I wonder what fall was like before daylight savings time.  It would have arrived graduaally. Now, it's a think, black curtain across the night so that one night I come outside after work into the dark.  I think about fires in fireplaces, buckets of coal, heavy cloaks, pea soup fog.  My fingers and toes are cold all the time.  But at the same time, as I said in my last post, I anticipate the long quiet season when I get to read many books.  I'm enjoying the speed with which my Kindle lets some of those books appear in my life, although it's tempting me to read before my time really allows.  Here's a blast from my past: I used to order seed catalogs about now every year.  I spent my time in the dark days dreaming over possible summer flowers, ones with haunting names and strange colors and shapes, ones with evening scents to attract hawk moths, ones with secret flowers but large and flamboyant fruits.  Gourds were always on my lists, but the one time I really grew them, they disappointed.  Unlike their vigorous cousins the squashes, they damped off, died of mosaic, died of mold, just had no real urge to live.  I always imagined that all the plants I planned to order from the seed catalogs would spring into life, pushing aside any other plants to overtake all and bloom extravagantly.  But most of that explosion was in my mind on dark evenings of winter.

Tuesday, November 1, 2011

Inspiration from where?

Dear friends of reading and writing,

It's often hard to start writing.  Books have been written about writers' block.  I sometimes have a hard time, especially if I am trying to write a new type of genre.  This semester, it's poetry in Marilyn Chin's class at SDSU.  But luckily, the day Word's blank page was looming over me, I had seen the search of Gadhafi's trailer in Libya on TV.  They found this scrapbook of cutout pictures from magazines, all of Condoleezza Rice.  I was off and running.  How did he really feel about her?  What else did he do?

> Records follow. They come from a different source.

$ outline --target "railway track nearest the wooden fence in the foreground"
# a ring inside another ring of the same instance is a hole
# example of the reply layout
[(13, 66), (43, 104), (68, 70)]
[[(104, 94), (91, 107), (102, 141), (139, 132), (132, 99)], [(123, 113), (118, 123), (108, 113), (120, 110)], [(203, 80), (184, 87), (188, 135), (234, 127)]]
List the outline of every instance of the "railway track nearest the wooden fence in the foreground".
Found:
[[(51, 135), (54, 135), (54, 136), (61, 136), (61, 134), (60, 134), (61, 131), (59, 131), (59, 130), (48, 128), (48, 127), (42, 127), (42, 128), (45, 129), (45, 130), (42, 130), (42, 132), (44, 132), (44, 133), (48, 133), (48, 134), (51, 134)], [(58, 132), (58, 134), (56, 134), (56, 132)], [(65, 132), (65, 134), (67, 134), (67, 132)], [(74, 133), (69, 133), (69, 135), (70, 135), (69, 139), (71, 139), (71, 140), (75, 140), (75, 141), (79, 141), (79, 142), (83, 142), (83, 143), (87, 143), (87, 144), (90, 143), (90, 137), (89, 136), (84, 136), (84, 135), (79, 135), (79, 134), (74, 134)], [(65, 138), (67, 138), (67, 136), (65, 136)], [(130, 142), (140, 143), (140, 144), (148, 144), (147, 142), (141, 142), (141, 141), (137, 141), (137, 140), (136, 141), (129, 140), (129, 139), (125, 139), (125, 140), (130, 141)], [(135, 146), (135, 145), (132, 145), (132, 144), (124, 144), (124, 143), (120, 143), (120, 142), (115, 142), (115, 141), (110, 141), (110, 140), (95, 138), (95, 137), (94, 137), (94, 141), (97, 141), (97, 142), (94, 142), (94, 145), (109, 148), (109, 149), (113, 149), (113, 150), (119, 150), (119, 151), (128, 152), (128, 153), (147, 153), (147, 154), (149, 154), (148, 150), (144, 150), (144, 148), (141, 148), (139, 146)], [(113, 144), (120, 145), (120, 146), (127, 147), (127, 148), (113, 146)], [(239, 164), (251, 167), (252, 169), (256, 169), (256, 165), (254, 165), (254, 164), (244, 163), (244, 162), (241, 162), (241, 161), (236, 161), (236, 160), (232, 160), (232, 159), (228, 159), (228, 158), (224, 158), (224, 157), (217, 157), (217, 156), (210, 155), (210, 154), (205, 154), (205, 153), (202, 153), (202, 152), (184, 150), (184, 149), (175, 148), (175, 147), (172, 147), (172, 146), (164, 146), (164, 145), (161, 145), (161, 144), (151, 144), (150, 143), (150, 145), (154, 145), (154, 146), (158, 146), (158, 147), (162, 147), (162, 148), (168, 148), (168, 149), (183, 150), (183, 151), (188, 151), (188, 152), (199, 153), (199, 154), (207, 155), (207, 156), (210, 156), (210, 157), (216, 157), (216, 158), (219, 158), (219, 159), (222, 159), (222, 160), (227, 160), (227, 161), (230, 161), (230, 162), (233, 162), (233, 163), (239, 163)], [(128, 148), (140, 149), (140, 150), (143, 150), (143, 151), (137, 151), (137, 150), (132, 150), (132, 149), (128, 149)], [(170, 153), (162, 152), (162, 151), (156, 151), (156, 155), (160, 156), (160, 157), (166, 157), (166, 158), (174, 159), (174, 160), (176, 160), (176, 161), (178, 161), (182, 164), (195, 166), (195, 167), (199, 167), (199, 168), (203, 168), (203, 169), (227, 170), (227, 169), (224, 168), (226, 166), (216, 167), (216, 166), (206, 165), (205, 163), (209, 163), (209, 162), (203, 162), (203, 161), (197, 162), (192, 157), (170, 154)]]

I looked on the internet, but mostly I imagined and wrote about this creepy and fascinating obsession with Rice.  So, keep a mind open for strange bits from the news, strange smells or sounds, strange impressions of any kind.  They could give you a blowtorch to melt away writers' block.  And BTW, Rice's biography which has more information about the obsession, was released Nov 1, 2011.  Check it out!